Burns became concerned. "All I can suggest is that you use some signal demonstrably external to your dream to wake you, a telephone call or more practically an alarm clock which you set at different times each night so that you are jolted out of your dream. Beyond that perhaps you should try to enjoy, and live to the full, your other new 'lives'."
"Thanks," said Brad.
Of course, it was possible to dream of being awakened by an alarm clock in repeaters, but in general the professor's advice was useful, and although the repeaters did not abate, the experience of them became less sinister. Then Burns recalled the failed exercise in reading. He reminded them of the instability of written information on dreamside, and suggested that they might turn to printed material as an acid test of whether or not they were awake. If they read a line or two from a book, then reread it to find that it remained constant, they could assume to have awakened. They found this practice successful, and adopted it as a critical test. Somehow the test eluded them when actually inside the repeaters, but it was easy to remember when awake. It was felt to be an encouraging remedy, and so kept much of the anxiety about repeaters at bay.
Term time came around and students returned en masse to the university. For Honora, Lee and Ella this was to be their final year. On the first day of the new term Ella called around at the professor’s house to deliver her dreamwork notes. The door was answered by his cleaning lady, who told Ella that the professor had been taken to hospital and was in the coronary unit.
Burns was sat up in bed, propped by a mound of pillows, smiling faintly.
"How did I know you would come?"
"Has no one else been ? " asked Ella.
Burns shrugged. "I just hoped one of you would come."
"They told me I could only see you for a few minutes. The others will come when they hear that you've been brought in like this. Is there someone to get things for you? I mean I know there isn't, what I'm saying is, can I get anything . . . ?"

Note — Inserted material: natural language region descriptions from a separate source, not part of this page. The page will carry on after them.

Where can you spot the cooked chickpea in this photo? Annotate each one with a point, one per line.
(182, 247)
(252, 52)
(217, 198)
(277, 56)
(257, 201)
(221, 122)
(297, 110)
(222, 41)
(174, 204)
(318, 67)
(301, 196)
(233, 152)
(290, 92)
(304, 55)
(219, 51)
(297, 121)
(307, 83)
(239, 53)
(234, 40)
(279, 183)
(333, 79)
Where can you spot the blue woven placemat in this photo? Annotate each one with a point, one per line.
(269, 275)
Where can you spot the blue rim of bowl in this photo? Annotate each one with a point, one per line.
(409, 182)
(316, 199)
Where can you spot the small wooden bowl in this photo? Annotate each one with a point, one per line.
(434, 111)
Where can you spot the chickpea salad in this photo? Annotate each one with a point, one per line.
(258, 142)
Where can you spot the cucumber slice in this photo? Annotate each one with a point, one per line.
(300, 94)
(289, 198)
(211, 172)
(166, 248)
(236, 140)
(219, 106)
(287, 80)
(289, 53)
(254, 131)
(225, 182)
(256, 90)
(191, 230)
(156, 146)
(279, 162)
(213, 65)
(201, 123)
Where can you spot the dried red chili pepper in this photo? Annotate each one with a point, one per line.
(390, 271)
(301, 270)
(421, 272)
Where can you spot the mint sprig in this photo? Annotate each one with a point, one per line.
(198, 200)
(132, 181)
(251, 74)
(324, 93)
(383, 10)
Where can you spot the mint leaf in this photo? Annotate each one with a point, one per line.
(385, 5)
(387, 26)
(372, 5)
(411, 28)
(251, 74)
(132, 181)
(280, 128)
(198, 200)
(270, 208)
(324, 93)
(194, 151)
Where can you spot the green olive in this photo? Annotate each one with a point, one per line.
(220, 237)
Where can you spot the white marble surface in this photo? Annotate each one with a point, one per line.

Burns seemed to have barely enough strength to turn his head. He opened and closed his mouth but no words came out. Then he beckoned her to come closer, and as she leaned forward he grasped her wrist with surprising force. He spoke in a hoarse whisper. "I was dreaming. Dreaming of Lilly. My wife, you remember I told you about her that day by the lake? My lovely wife. You were teasing me, remember? Lilly."
"Yes, I remember you telling us about her."
"Listen to me. I was dreaming of Lilly. She kissed me and she gave me a telling-off. She said I was to leave you young people alone."
Ella shook her head. She was a little frightened by his intensity.
"Listen, Ella. I'm very happy with what we achieved but I would like the dreaming to stop now. Lilly's right, as usual. She's right. I want you to tell the others that it has gone far enough and that now it should stop." He let go of her wrist, his own hand falling onto the bed.
"I don't understand, Professor. Is there anything wrong with what we do?"
"Just understand that I don't want you to continue."
"We wouldn't unless you wanted us to."
"That's right. Now I'd like to sleep."
"I'll come tomorrow." But she wasn't sure if he was already asleep.
Ella returned to the campus and to Lee’s room. They climbed into bed, talking about Burns. At some time during the dark hours close to morning Ella dreamed—and knew that she was dreaming—that Burns came through the door of their room. His right arm was stretched out towards her, his palm open, and he said:
He hath awakened from the dream of life.
In the morning Ella phoned the hospital, and an anonymous voice confirmed what she already knew.